Bu mutluluk Düşünce Polisi’nin onları basması ile sona erer. Eski bir katedral resminin arkasına gizlenmiş kamera ile totaliter rejim oda içinde yaşadıkları herşeyi kayıt etmiş ve zamanı gelince de ikisini kıskıvrak yakalamıştır. Düşünce Polisi’nin gizli ajanı olduğu anlaşılan rehinci Mr.Charrington’un ikisinin yakalanmasında yardımı da sözkonusudur.
Winston ve Julia ayrı ayrı sorgulanmak üzere Aşk Bakanlığına getirilirler. Sorgu sırasında acımasız davranılır. Bakanlığın başındaki bürokrat Mr.O’Brien sistemli bir şekilde işkence ile beyin yıkama eylemini Winston üzerinden gerçekleştirir. Beyin yıkama eyleminin son aşaması olan Room 101’de “kişinin başına gelebilecek en kötü şey” kavramı kişiye özel şekillendirilmektedir. Bu da her kişiye özgü korku (fobi derecesinde korku) ve yine kişisel travmalar aracılığı ile yapılır.
Sonunda Julia’nın da, Winston’un da devrimci, başkaldıran ve özgürlük yanlısı halleri kırılmıştır. Chestnut Tree Cafe’de birlikte otururlarken, birbirlerini nasıl ispiyonladıklarını anlatırlar, ikisi de artık sistemin adamı olmuştur. Cafe’nin duvarını boydan boya kaplayan ekranda Big Brother yine olmayan savaş üzerinden kazanılmayan zaferleri, anlı şanlı anlatırken Winston sessizce “Seni seviyorum”, der ve son karede önünde yer alan santranç tahtasının kenarına Mr.O’Brien’ın işkence ve beyin yıkama seansları sırasında
iki artı ikinin beş ettiğini, bazen dört de olabileceğini kabul ettirmesine gönderme yaparak, eliyle iki artı iki yazar, cevabını yazmadan ekran kararır.
Mekan Hakkında
“1984” bir ülkenin genel havasını vermesi açısından, herkesin (çalışan kesim) toplandığı geniş bir salonda başlar. Herkes sıra düzeninde ve yüzü perdedeki dev ekrana dönük oturur. Salonun ön sıralarında oturanlar gerek yaş, gerek soğukkanlı davranışları nedeniyle “yönetimin bekçileri” yani bürokratları görünümündedirler. Sonrasında kadın/erkek aynı formaya sahip (gri renkte olan) bir insan kalabalığı ve hemen arkalarda ise karışık düzen oturmuş yine kadın/erkek mavi formalılar dikkat çeker. İki formanın ifade ettiği durum iki ayrı politik partiyi işaret eder. İktidarda olan Inner Party’dir. Çok az bir yüzde ile muhalefet ise Outer Party’dir.
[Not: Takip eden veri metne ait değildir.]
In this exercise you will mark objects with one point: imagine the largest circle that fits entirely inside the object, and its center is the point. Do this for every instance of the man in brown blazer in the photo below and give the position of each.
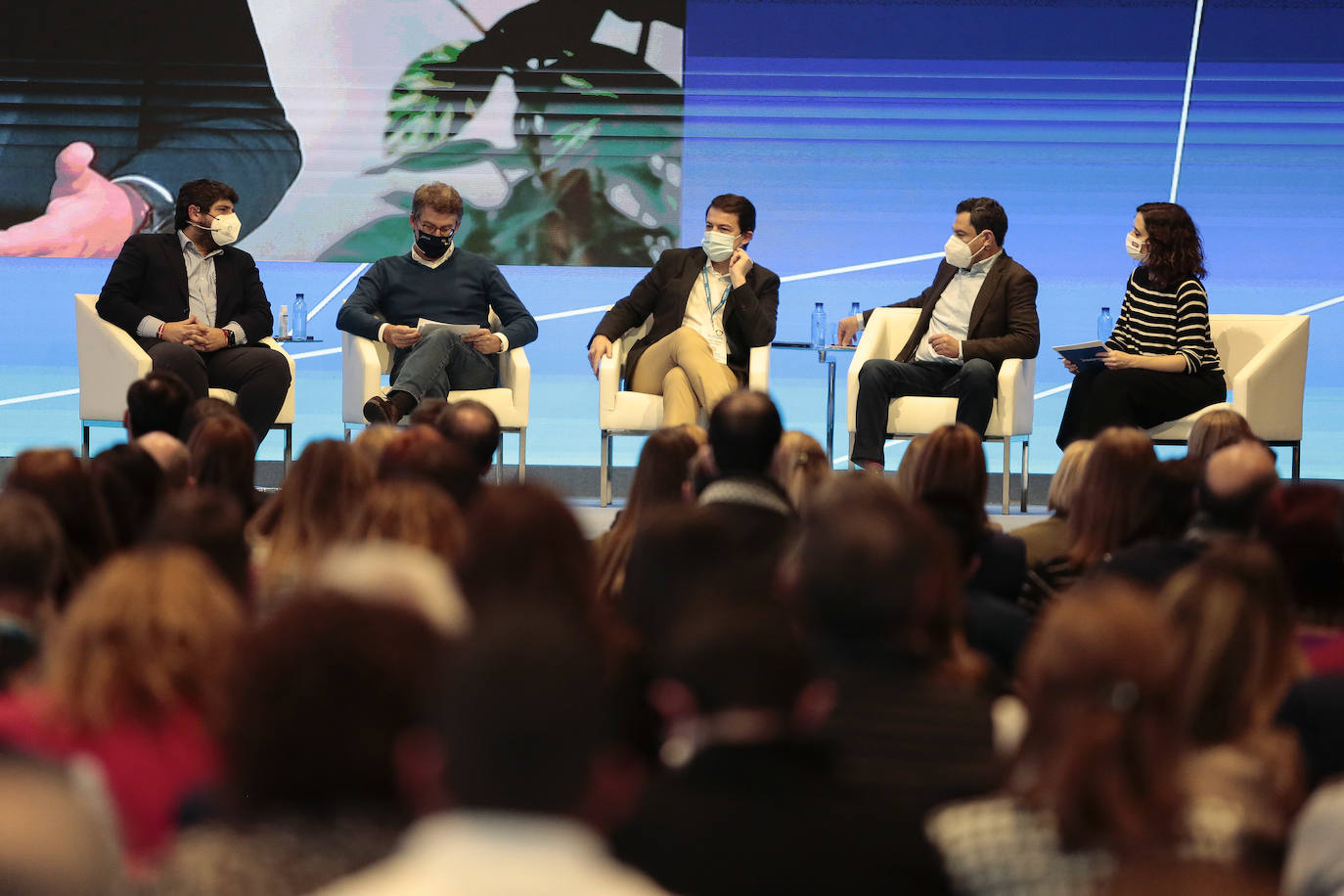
(711, 305)
(980, 309)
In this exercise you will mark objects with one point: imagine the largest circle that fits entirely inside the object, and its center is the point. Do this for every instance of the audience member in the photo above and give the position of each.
(420, 454)
(171, 456)
(53, 840)
(223, 456)
(31, 551)
(952, 461)
(1050, 538)
(373, 441)
(132, 485)
(473, 426)
(1109, 511)
(660, 481)
(1096, 781)
(202, 410)
(386, 572)
(525, 550)
(313, 508)
(1232, 617)
(877, 586)
(62, 482)
(750, 802)
(316, 701)
(528, 773)
(128, 679)
(801, 467)
(155, 403)
(210, 521)
(409, 514)
(1215, 430)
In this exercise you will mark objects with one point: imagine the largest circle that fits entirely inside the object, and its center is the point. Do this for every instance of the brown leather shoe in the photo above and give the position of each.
(380, 410)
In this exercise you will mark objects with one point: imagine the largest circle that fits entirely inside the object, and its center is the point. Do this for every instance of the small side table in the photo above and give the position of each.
(826, 355)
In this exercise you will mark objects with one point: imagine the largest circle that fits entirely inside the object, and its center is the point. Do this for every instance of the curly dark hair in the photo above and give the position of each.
(1175, 250)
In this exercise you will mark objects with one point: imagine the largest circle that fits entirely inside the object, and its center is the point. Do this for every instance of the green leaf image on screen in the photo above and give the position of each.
(593, 165)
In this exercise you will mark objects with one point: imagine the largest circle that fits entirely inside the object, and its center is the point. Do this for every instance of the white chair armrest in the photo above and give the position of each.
(362, 375)
(758, 370)
(1268, 391)
(109, 362)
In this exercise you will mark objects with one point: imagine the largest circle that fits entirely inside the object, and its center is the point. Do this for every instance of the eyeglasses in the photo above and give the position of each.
(437, 231)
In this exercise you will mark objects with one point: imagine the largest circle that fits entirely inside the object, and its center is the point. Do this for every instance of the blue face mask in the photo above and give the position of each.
(433, 246)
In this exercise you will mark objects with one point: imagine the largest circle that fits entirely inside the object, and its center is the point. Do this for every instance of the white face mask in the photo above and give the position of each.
(1135, 248)
(957, 252)
(718, 246)
(225, 229)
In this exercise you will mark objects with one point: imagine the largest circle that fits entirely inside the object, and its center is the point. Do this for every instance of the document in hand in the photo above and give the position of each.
(426, 326)
(1084, 355)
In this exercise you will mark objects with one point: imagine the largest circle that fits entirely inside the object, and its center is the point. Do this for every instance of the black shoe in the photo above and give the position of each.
(380, 410)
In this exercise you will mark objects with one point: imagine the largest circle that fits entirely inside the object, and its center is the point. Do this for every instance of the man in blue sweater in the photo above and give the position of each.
(442, 284)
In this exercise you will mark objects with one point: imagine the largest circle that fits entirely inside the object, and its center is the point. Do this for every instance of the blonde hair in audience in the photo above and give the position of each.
(1214, 430)
(373, 441)
(1064, 482)
(148, 632)
(800, 467)
(1232, 612)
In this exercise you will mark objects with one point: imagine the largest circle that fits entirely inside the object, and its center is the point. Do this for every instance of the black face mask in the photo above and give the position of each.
(431, 246)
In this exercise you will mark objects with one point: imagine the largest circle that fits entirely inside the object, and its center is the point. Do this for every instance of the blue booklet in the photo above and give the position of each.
(1084, 355)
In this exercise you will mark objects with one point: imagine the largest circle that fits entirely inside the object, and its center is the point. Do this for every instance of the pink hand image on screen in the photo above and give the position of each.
(89, 216)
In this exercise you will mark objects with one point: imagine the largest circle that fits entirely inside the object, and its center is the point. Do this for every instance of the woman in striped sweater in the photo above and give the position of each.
(1160, 362)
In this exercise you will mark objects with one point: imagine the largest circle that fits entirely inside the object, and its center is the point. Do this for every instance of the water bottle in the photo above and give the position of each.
(1103, 324)
(300, 316)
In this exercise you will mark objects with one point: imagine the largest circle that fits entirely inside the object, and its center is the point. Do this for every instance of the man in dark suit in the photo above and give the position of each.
(710, 306)
(197, 305)
(980, 310)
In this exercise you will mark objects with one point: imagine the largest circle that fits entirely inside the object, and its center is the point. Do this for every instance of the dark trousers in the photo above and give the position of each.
(973, 384)
(438, 363)
(258, 374)
(1100, 398)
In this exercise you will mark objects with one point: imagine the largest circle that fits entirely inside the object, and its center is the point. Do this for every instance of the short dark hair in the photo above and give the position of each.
(524, 713)
(473, 426)
(202, 194)
(157, 403)
(985, 214)
(734, 204)
(744, 430)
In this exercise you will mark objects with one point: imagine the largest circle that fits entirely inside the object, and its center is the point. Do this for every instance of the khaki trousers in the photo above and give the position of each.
(680, 367)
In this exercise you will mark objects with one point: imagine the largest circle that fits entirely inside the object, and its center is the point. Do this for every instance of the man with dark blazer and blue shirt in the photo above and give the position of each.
(711, 305)
(442, 284)
(978, 312)
(197, 305)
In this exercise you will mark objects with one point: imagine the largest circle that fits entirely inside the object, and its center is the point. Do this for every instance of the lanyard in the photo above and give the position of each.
(714, 309)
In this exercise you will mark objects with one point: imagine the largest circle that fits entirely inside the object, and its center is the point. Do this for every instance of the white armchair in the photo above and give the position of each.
(1265, 360)
(366, 364)
(111, 360)
(625, 413)
(1010, 418)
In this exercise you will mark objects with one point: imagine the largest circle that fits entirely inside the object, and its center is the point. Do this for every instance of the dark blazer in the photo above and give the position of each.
(150, 277)
(749, 315)
(1003, 320)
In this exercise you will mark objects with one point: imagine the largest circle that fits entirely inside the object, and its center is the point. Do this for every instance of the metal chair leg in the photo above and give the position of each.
(604, 479)
(1024, 473)
(1005, 478)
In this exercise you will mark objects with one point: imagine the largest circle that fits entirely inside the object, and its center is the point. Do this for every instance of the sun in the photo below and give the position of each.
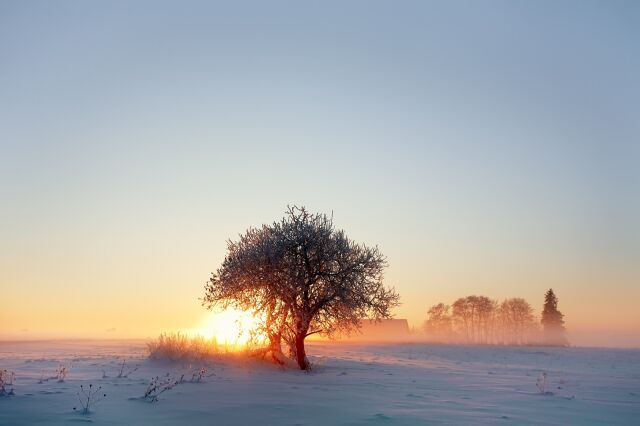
(231, 328)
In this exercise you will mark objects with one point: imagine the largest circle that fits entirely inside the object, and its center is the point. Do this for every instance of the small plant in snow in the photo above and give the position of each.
(542, 384)
(61, 373)
(199, 375)
(6, 381)
(89, 397)
(124, 370)
(158, 386)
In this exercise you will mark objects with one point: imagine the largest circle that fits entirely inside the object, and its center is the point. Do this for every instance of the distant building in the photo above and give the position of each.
(384, 330)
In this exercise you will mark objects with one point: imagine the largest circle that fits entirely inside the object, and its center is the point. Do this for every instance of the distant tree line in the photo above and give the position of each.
(481, 320)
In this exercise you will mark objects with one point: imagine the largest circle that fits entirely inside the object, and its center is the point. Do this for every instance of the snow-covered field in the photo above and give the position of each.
(404, 384)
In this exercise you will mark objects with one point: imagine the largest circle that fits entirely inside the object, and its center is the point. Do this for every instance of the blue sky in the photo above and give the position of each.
(486, 147)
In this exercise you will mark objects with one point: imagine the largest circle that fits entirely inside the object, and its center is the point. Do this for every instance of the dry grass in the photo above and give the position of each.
(181, 347)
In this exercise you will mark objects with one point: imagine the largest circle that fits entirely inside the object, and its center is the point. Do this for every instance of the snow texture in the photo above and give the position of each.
(350, 384)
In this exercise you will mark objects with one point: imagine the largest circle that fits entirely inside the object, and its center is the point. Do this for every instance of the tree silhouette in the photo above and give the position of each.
(552, 320)
(304, 277)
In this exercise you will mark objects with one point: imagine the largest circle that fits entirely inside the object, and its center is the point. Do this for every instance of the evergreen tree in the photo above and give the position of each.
(553, 320)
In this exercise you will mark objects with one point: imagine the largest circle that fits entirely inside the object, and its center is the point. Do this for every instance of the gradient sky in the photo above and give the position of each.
(486, 147)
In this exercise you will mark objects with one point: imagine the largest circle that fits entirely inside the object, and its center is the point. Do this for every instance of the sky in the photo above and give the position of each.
(486, 147)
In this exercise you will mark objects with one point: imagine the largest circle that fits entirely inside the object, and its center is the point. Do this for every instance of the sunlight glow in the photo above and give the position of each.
(231, 328)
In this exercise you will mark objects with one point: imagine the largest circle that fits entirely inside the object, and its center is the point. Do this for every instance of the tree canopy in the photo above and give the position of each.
(304, 277)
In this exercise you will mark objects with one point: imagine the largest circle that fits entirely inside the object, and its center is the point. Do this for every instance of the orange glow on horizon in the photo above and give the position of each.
(232, 328)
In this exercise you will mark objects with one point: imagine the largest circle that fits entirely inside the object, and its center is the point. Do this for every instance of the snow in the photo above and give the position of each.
(353, 384)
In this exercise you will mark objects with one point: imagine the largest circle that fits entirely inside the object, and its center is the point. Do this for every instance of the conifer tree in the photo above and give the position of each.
(553, 320)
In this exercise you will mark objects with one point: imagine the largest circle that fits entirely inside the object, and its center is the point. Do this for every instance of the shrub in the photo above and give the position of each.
(180, 347)
(88, 397)
(6, 379)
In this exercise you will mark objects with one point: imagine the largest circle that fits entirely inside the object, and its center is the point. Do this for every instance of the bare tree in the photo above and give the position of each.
(438, 323)
(305, 276)
(462, 315)
(516, 316)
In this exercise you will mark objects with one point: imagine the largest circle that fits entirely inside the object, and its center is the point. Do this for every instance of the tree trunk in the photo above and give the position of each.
(275, 348)
(301, 355)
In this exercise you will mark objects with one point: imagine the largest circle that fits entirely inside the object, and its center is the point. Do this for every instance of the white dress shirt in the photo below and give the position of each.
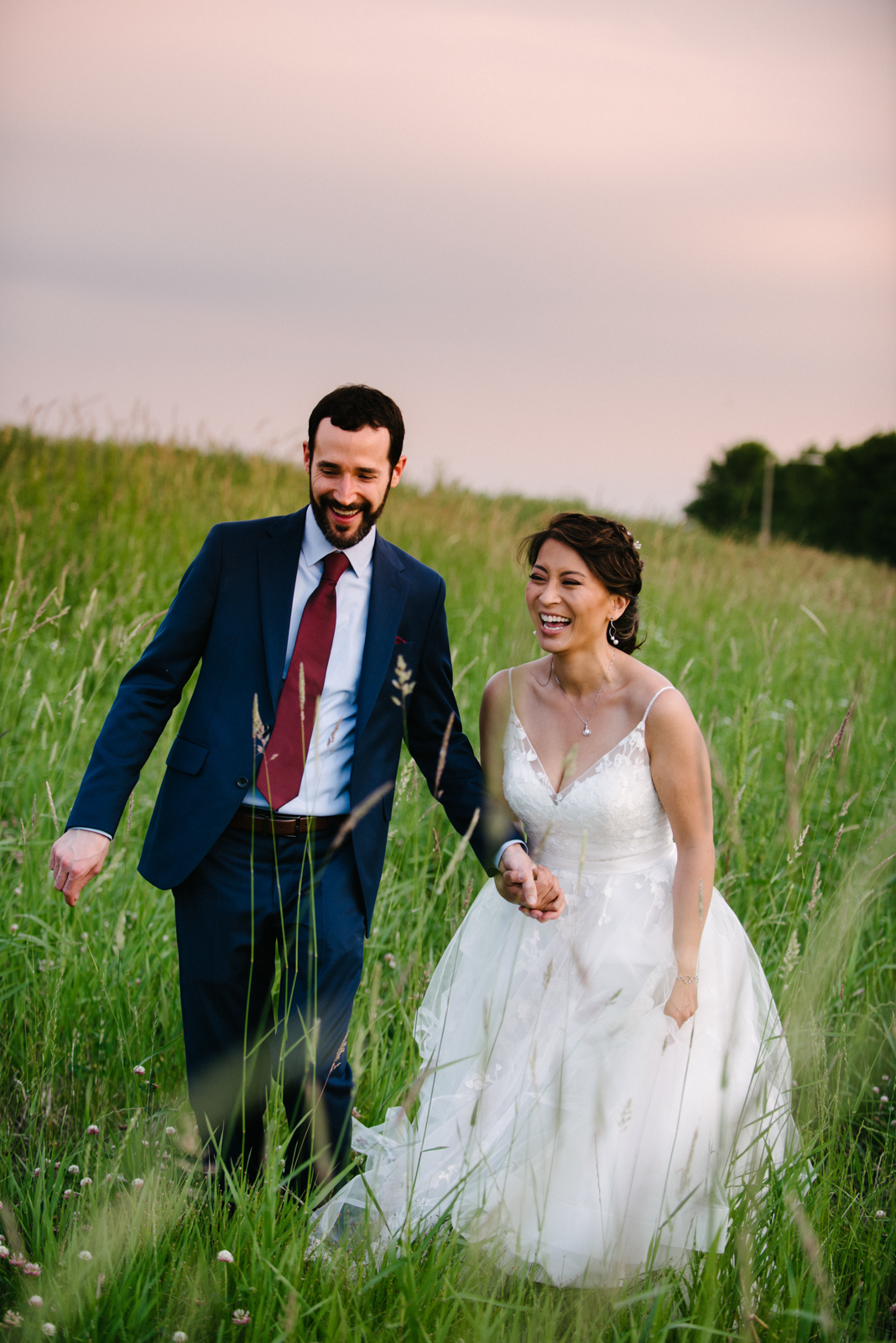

Filmde daha sonra sırası ile, hücre (cubicle) ofisler ve Winston’un ofisi görünür. Herkes birbirini görerek çalışır ama birbiri ile ilgili değildir. Amaç sistemi gözetim altında tutan Big Brother’in görüş açısını açık tutmaktan ibarettir.
Oceania ülkesinin sokakları ve evleri gri, yıkık dökük ve insana/doğaya dair hiçbir unsurun yer almadığı mekanlardır. Yolda görünen tek tük kişiler amaçları belli, bir yerden bir yere doğru hareket halindedirler. Winston’un yaşadığı apartman dairesi de sokaklar gibidir. Her evin bir duvarında kocaman yer alan Big Brother ekranı ve onun kısılmayan sesi bu kurak yaşamın merkezindedir.
Filmde karanlık, uzun koridor ve sonunda aydınlığa açılan kapı Winston’un rüyalarının metaforu olarak karşımıza çıkar. Aynı mekan, Aşk Bakanlığı’nın yetkilisi olan O’Brien’ın Winston’un beyninin içindekileri kontrol ettiği anda da kullanılır. Winston çocukluğuna dair acı anılarını 2. Dünya Savaşı’nın yarattığı yıkıntılar arasında hatırlar.
Oceania çalışanlarının yemek yediği mekan olarak kullanılan yemekhane bir hapishane yemekhanesinden farksızdır. Duvarlar gri, kişiliksiz, oturma sıraları ve masalar özensiz ve kuru, yemek tepsileri bir örnek metaldir. İçlerindeki yemekler ise adeta yemek taklidi yapan yapay nesnelerdir (Örn: Et tadında kübik parçalar…)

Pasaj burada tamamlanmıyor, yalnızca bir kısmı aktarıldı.